How to make data into groups and then into subgroups

hellovivvvv · July 8, 2020, 2:19am

How to make data into groups and then into subgroups
step1: I wanna group the dataset into [0,0.5Y),[0.5Y,2Y),[2Y,4Y]
step2: make data in each group into smaller subgroups.
For example:
[0,0.5Y): [0,0.1Y),[0.1,0.2Y),[0.2,0.3Y),[0.3,0.4Y),[0.4,0.5Y)
[0.5Y,2Y):[0.5,1Y),[1,1.5Y),[1.5,2Y)
[2Y,4Y):[2,3Y),[3,4Y)
step3: see the distribution of each groups and each subgroup
step4: substract the first calue in each smaller subgroup

For step1&2, since it requires to group data twice, and the range of smaller subgroups are not the same, I'm quiet confused about how to make my code in the most efficient way.
For step 3, I think I can create a dataset consisting of major groups and the other one consisting of all the subgroups, and then plot two scatter plots seperately.

dataframe<-df <- data.frame(
  maturity=c("0.24Y","0.6Y","0.7Y","0.9Y","0.98Y","3Y","3.5Y","2.9Y","0.32Y"),
  price = c(2,4,3,6,23,4,7,2,7))

nirgrahamuk · July 8, 2020, 7:22am

Representing durations by character strings with Y in them is bound to make data transformations more difficult than they would otherwise be.
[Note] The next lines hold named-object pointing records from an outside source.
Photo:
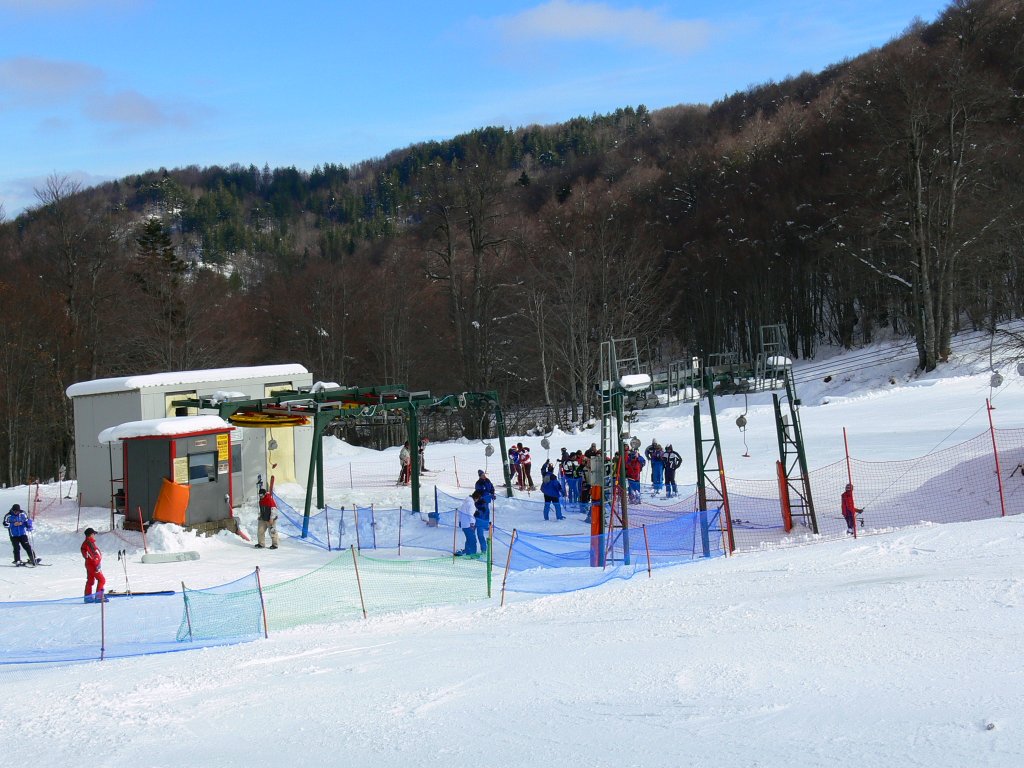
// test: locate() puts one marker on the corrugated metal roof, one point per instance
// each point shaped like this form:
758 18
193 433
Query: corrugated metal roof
181 378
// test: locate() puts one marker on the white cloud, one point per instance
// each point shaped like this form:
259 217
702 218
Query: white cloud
129 108
32 80
74 87
564 19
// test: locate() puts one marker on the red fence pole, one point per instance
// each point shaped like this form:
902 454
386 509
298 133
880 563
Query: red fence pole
141 526
102 627
262 603
846 448
358 582
508 562
995 453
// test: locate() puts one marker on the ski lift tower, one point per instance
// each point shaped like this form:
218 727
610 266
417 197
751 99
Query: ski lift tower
711 467
620 375
794 478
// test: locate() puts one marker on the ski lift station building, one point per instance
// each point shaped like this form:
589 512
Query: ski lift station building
102 403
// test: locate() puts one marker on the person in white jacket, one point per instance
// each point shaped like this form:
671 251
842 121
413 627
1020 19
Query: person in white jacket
466 519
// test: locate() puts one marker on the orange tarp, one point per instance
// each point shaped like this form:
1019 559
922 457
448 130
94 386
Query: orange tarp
172 503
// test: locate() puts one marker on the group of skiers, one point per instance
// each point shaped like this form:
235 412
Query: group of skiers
19 524
406 462
473 517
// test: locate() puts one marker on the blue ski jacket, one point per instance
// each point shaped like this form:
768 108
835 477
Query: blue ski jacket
18 522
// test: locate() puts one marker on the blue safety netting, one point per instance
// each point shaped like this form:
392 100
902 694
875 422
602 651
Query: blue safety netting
70 630
227 612
291 521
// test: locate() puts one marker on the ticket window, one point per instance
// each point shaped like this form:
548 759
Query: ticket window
171 411
202 468
280 443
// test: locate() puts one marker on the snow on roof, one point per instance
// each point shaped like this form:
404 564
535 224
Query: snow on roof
162 427
145 381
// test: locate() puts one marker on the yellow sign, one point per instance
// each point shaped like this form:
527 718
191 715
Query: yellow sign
181 470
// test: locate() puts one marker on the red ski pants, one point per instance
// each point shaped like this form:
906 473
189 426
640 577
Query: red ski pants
93 576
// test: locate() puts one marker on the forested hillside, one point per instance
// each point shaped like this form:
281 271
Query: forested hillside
884 193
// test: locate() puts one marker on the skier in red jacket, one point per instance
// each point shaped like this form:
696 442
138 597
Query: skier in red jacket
93 568
850 511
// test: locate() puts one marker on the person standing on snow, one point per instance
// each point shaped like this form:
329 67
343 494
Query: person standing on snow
526 463
18 524
655 456
406 460
850 510
552 491
93 568
267 520
482 522
484 485
673 461
634 466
nirgrahamuk · July 8, 2020, 7:59am


library(tidyverse)

# [0,0.5Y): [0,0.1Y),[0.1,0.2Y),[0.2,0.3Y),[0.3,0.4Y),[0.4,0.5Y)
# [0.5Y,2Y):[0.5,1Y),[1,1.5Y),[1.5,2Y)
# [2Y,4Y):[2,3Y),[3,4Y)

set.seed(42)
example_raw <- data.frame(
  maturity = runif(n = 100,min=0,max=4),
  price= sample.int(n=100,size=100,replace=TRUE)
)

(ex_grouped <- example_raw %>% mutate(
  g = cut(maturity,
    breaks = c(0, .5, 2, 4))
  ,
    sg = case_when(
      g == "(0,0.5]" ~ cut(maturity, breaks = 0:5 / 10) %>% as.character(),
      g == "(0.5,2]" ~ cut(maturity, breaks = 1:4 / 2)  %>% as.character(),
      g == "(2,4]" ~ cut(maturity, breaks = c(2, 3, 4)) %>% as.character(),
      TRUE ~ 99 %>% as.character()
    ),
  sgf = factor(sg)
  ) %>% select(-sg)
)

##histogram i.e. occurrances of the groupings
ggplot(data=ex_grouped,
       mapping = aes(x=g)) + geom_bar()

ggplot(data=ex_grouped,
       mapping = aes(x=sgf)) + geom_bar()
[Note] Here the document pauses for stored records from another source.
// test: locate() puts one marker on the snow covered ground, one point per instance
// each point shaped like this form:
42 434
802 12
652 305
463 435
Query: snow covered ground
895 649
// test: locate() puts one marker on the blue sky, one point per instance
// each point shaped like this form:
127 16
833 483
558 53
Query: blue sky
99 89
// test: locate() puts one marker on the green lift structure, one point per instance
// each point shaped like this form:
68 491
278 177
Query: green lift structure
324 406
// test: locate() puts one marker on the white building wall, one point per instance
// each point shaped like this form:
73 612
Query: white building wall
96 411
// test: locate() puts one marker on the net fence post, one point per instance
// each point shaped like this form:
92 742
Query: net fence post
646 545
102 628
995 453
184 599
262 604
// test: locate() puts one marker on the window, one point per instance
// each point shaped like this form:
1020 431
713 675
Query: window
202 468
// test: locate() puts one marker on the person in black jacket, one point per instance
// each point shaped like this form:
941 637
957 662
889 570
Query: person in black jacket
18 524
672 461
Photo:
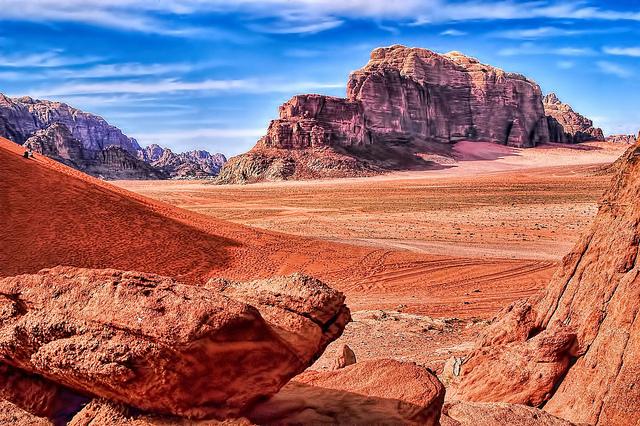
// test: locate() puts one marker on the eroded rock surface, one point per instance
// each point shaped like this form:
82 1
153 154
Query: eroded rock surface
566 125
112 162
161 346
595 297
190 164
369 392
496 413
88 143
405 102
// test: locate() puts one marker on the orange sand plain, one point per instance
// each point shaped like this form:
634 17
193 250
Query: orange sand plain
462 241
459 242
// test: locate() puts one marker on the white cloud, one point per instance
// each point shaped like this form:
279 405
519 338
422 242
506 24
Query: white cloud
612 68
528 48
284 27
124 70
173 85
565 65
548 32
50 59
313 15
623 51
453 33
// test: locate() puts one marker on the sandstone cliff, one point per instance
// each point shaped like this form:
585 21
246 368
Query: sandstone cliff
190 164
406 102
90 144
113 162
574 348
566 125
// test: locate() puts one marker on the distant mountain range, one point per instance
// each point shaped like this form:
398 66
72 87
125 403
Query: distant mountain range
90 144
403 107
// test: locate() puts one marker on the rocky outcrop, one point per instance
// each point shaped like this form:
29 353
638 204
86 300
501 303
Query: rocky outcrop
161 346
113 162
566 125
626 139
459 413
190 164
368 392
589 313
28 115
90 144
405 102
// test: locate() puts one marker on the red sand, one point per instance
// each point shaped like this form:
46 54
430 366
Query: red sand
53 215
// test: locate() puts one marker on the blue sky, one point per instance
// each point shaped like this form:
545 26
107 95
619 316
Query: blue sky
210 74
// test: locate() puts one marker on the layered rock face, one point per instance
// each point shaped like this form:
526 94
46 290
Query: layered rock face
587 371
404 102
566 125
160 346
90 144
113 162
28 115
190 164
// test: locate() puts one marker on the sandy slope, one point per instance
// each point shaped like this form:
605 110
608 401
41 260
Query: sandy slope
54 215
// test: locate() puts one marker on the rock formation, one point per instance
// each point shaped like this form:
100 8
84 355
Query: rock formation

ex_grouped_ident_first <- arrange(ex_grouped,sgf )%>% 
  group_by(sgf) %>% 
  mutate(is_first = row_number()==1)

ex_grouped_del_first <- filter(ex_grouped_ident_first,
                               is_first==FALSE)

hellovivvvv · July 9, 2020, 9:16am

Hi，thanks for your reply. But may I ask what's the meaning of "breaks = 0:5 / 10" and "breaks = 1:4 / 2"? I know that's for defining ranges of subgroups, but why do we write like that? And why do we need to have " sgf = factor(sg)" ? Thank you so much!
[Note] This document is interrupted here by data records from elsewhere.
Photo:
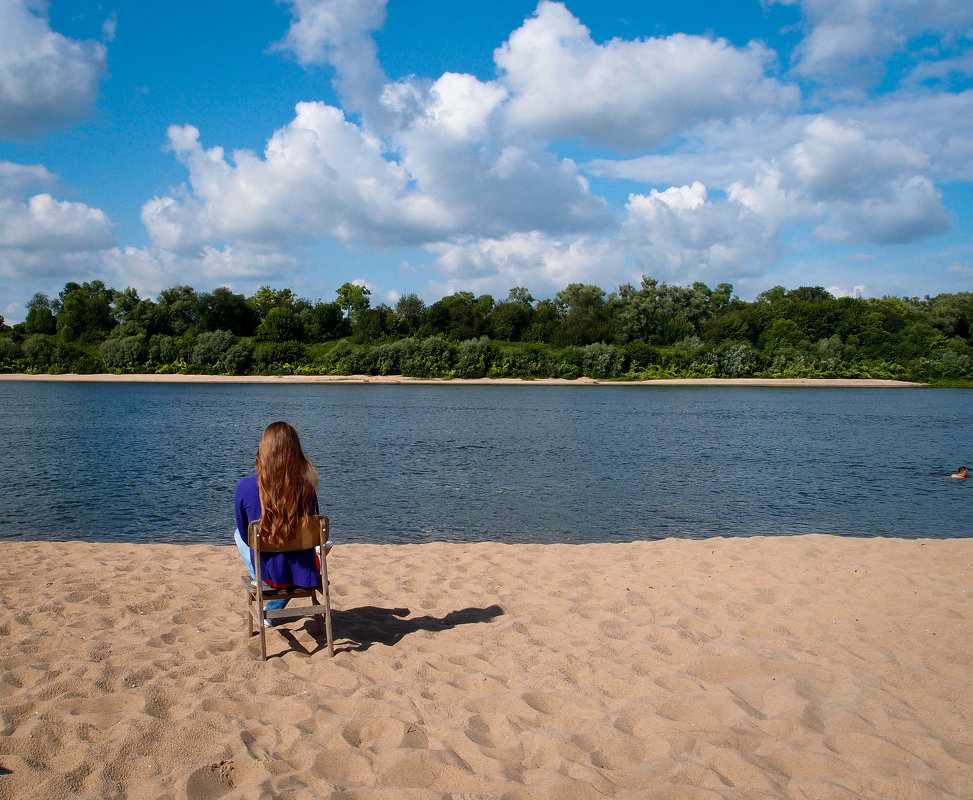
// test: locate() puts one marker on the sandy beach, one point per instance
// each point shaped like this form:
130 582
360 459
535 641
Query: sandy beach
400 379
772 667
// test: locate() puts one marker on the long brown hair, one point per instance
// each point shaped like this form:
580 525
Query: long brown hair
286 481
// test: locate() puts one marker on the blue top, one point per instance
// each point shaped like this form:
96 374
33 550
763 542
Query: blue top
299 568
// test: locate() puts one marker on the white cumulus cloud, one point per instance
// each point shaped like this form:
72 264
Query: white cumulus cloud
628 94
851 40
46 79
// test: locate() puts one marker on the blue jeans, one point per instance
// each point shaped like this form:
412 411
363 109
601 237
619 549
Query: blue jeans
247 555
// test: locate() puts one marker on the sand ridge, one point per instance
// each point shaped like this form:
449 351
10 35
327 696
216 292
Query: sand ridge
400 379
764 667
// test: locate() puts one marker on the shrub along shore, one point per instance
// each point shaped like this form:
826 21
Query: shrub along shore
651 332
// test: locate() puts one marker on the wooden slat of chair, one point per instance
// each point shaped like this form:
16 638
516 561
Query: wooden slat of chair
314 533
nirgrahamuk · July 9, 2020, 9:20am

you can run

0:5 / 10

in the console to see the output, this is the same as

 c(0.0 ,0.1 ,0.2 ,0.3 ,0.4 ,0.5)

but fewer key strokes, and I like to save my fingers.

this is necessary, for the result to be a factor, which is what I wanted. The advantages of using factors are performance based (probably not an issue in your scenario) but also convenience like ability to control the order for ggplot etc.

system · July 30, 2020, 9:20am

This topic was automatically closed 21 days after the last reply. New replies are no longer allowed.